Read more: http://www.centredaily.com/talk-about/story/1527385.html#ixzz0SQA1K58Q
13. From the Governor's Office for Health Care Reform Website
((FASCINATING that this is STILL up on the governor's own Office for Health Care Reform website....))
Governor Rendell’s Medical Malpractice Abatement Funding Plan
((Guess that's not a goal anymore....))
Cigarette tax of $.25
An increase in the cigarette tax of $.25 effective immediately would generate approximately $100 million from December 2003 to June 30, 2004, and approximately $181 million each fiscal year thereafter.
The proposal would increase the cigarette tax from $1 a pack to $1.25. Current taxes in our border states are: New Jersey and New York, $1.50; Maryland, $1; and West Virginia, Ohio and Delaware, $.55.
Use of Auto CAT Funds
Preserve the transfer of funds in the amount of $44 million each fiscal year beginning January 2004 from the Auto CAT Fund to the Mcare Fund (as required in Act 13). Part of these funds will be used to offset the discounted rates for health care providers not receiving the abatement (required by Act 13) and the remainder will be applied to the physicians’ abatement under the Governor’s proposal. (Approximately $10 million of the $44 million would be needed to fund the discounts. The remaining $33 million would be applied to the $220 million cost of the Governor’s proposed abatement.)
Long-term Use of Dedicated Cigarette Tax Revenue
Unless and until a revenue funding source is committed to paying off the long-term “tail” obligation of the Mcare Fund, the only source of payment is the ongoing assessment of health care providers, even after they purchase their $1 million mandated coverage in the marketplace (2009).
The long-term “tail” pay down is an enhancement to the Governor’s June Proposal in response to the valid concerns of physicians, hospitals and legislators that this burden, even in a greatly improved insurance market in Pennsylvania, would be a deterrent to retaining and attracting physicians for years to come.
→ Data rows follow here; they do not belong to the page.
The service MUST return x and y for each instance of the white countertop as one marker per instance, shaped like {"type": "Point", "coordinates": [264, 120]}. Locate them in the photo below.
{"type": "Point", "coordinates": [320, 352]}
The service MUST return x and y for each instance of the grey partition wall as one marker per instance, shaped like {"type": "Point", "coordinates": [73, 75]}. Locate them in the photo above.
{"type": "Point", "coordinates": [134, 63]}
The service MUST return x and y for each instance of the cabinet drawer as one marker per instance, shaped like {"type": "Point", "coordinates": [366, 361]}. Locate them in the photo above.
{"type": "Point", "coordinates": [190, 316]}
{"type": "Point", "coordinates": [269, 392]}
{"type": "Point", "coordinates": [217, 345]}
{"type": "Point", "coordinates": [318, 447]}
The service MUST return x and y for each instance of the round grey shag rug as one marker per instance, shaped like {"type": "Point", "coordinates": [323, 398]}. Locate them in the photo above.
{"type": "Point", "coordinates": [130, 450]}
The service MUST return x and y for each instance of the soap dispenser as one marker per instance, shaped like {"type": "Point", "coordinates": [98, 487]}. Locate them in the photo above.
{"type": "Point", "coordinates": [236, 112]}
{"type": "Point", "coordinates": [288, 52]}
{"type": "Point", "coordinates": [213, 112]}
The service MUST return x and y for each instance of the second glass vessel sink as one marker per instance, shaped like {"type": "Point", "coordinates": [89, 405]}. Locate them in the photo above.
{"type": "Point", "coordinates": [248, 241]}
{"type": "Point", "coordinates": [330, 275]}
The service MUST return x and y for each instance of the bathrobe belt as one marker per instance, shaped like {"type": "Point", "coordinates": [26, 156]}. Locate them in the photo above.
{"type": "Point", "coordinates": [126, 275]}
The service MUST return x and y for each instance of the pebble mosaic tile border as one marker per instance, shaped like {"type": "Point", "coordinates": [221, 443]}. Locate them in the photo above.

Use of Auto CAT transferred funds until 2014, plus cigarette tax revenue not needed to fund the three-year abatement through 2005 (or 2007 if the Insurance Commissioner deems necessary) will be applied to the payoff of the Mcare long-term “tail” ($2.3 billion). ((Except that NOW there's nothing left in that fund to apply to the "tail....."))
Medicaid Matching Funds
The Administration fully intends to advance an initiative to draw down matching federal funds. If this initiative is acceptable to CMS (Centers for Medicaid and Medicare Services, Washington, DC), federal matching funds together with state funds (cigarette tax revenue) will be used to fund the abatement and to pay off the Mcare long-term “tail”. All excess cigarette tax revenue (state funds) will be applied immediately (as early as 2004) to accelerate the payoff of the long-term “tail” of the Mcare fund.